You might know Joe Rogan as the ever exuberant voice of the UFC, able to get fans excited for fights that even president Dana White might have a hard time selling.
But an in-depth interview with Rolling Stone Magazine has revealed that Rogan never really wanted to be that voice in the first place. The comedian and martial artist was a fan of the sport and would have been happy just watching from the stands with the rest of us Just Bleeders:
The first time Dana White called him about doing the UFC's color commentary, Rogan tried to beg off. This was in 2002. "I just want to go to the fights and drink," he told White. But White persevered and eventually got Rogan for free, in exchange for prime fight tickets for him and his friends. Fifteen or so gratis gigs later, Rogan went on the UFC payroll and has been there ever since. "
I think the most amazing part of that paragraph is that Rogan was perfectly willing to call fights for free, so long as he got to be up close to the action. Keep in mind that Rogan was already fairly famous as a comic from NewsRadio and the host of Fear Factor.
The article also talks about the origins of Rogan's motivations to get into martial arts:
I was terrified of being a loser," he says. "Superterrified of being someone who people just go, 'Oh, look at that fucking loser.' You know? I was always thinking that the other kids were going to turn on me at any moment. I was weird. I just fucking drifted." In Joe's 15th year, a school tough got him in a headlock in the locker room, not hurting him, really, but humiliating him to the core. A sudden determination to never experience that again led him to take up martial arts, where he first saw that he did have talents, was maybe not a loser, could stand up for himself. It was life-altering, and from there, one thing led to another.

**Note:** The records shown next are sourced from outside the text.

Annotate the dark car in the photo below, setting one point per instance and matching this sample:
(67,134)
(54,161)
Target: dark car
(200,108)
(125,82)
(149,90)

There's much more to read about Rogan (and a video), including his passion for hunting animals, taking mind-melting drugs that are like being on a "fucking billion roller coasters," enjoying the benefits of legal testosterone replacement therapy, and an explanation of why Caitlyn Jenner is not "beautiful."
Personally, the only thing that really strikes me as weird from the whole story is that Rogan frequently goes into a big stainless-steel flotation tank that serves as a sensory deprivation chamber in his basement. For fun. You know, the CIA can set you up in a place like that for free, but it's usually reserved for rich Saudis and Yemenis.